Fiel Beneplácito

Fiel Beneplácito
La Legislatura condecoró a la Fundación La Fiel por el comportamiento en los últimos partidos de Talleres, acto que motivó críticas y dudas por parte de muchos funcionarios. La barra defendió sus acciones y pregonó la “No Violencia”.

Lo que quiso ser un beneplácito para el plantel de Talleres, por el ansiado ascenso a la B Nacional, dicho homenaje terminó siendo minimizado por una plaqueta que la Legislatura le entregó a la Fundación La Fiel, fracción de la barra que merced de su buen comportamiento, fue distinguida por parte de los legisladores Carlos Alesandri y Carlos Presa, en un hecho inédito y sin antecedentes a nivel mundial. El recinto estuvo invadido de banderas albiazules (“No a la violencia” era la que sobresalía), cánticos alusivos y el primer piso de la Unicameral, repleta de hinchas que adornaban el ambiente. Por supuesto, más allá de la aprobación mayoritaria, hubo gente que no estuvo de acuerdo, como la legisladora Liliana Olivero de “Izquierda Unida”, quien no participó de la audiencia. Y otros manifestaron su disconformismo.

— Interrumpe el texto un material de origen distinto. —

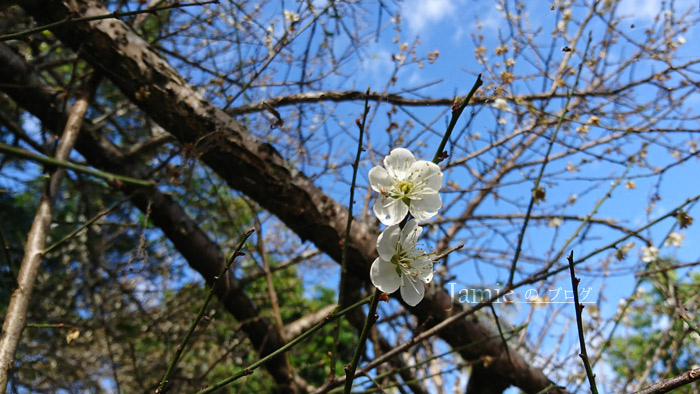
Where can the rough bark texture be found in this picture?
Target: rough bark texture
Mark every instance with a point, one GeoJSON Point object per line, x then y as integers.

“Nosotros tomamos a este homenaje como premio al hincha de Talleres en general, al que sigue al equipo siempre, no solamente a la Barra.” Saúl Silvestre, juez de la quiebra de Talleres

Carlos Pacheco, Darío Palacios y Andrés Torres, miembros de la barra de La Fiel y por ende, de la Fundación homenajeada, exhibían la plaqueta como símbolo de triunfo. El legislador Presa, portando una remera firmada y regalada por la “Rana” Valencia, en su alocución, hizo referencia a los grandes ídolos del club, felicitó al plantel (estuvo presente en su totalidad, con el DT Arnaldo Sialle, integrantes del Fondo de Inversión y hasta el juez Saúl Silvestre) y se refirió a los hinchas institucionalizados: “Es notable que a pesar de las masivas convocatorias, no se registraron episodios de violencia. De a poco, se fue erradicando. Y ponderamos a que mantengan esa actitud, de que el deporte más lindo siga siendo disfrutado, que la familia venga a la cancha y bienvenida sean este tipo de acciones”, resaltó Presa, de Unión por Córdoba.

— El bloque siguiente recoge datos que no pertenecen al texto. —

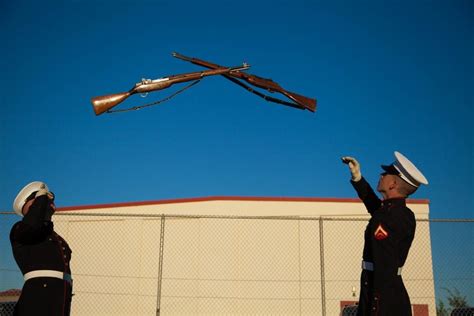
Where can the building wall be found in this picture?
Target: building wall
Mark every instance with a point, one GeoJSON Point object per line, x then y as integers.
{"type": "Point", "coordinates": [233, 256]}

“Asco” de Olivero. Olivero fue la única que votó en contra en el recinto, y no titubeó a la hora de fustigar: “Esto ronda lo bochornoso. Un ridículo total. Acá en esta Cámara nos pagan para tratar temas sociales, educativos, y no para perder el tiempo distinguiendo a los violentos. Es una vergüenza y no me voy a prestar a semejante acto, que nos salpica a todos. Me da asco. Es un Parlamento, nos debemos al Estado, no a los violentos. Y eso que soy de Talleres”. A su turno, Liliana Montero, del Frente Cívico, fue más pacificadora: “Si al menos fuera una condecoración a todas las hinchadas de los equipo cordobeses, para actuar en conjunto contra la violencia, sería más entendible”.

Por lo pronto, se sienta un precedente sobre el reconocimiento a la barra, hoy devenida a Fundación. “Trabajamos en un solo sentido, no nos van a rozar las polémicas. Hacemos autocríticas del pasado, la violencia es un problema social, nos tenemos que involucrar todos los actores. Ese es nuestro espíritu, pregonamos el bien común”, expresó Torres, vocero de la Fundación.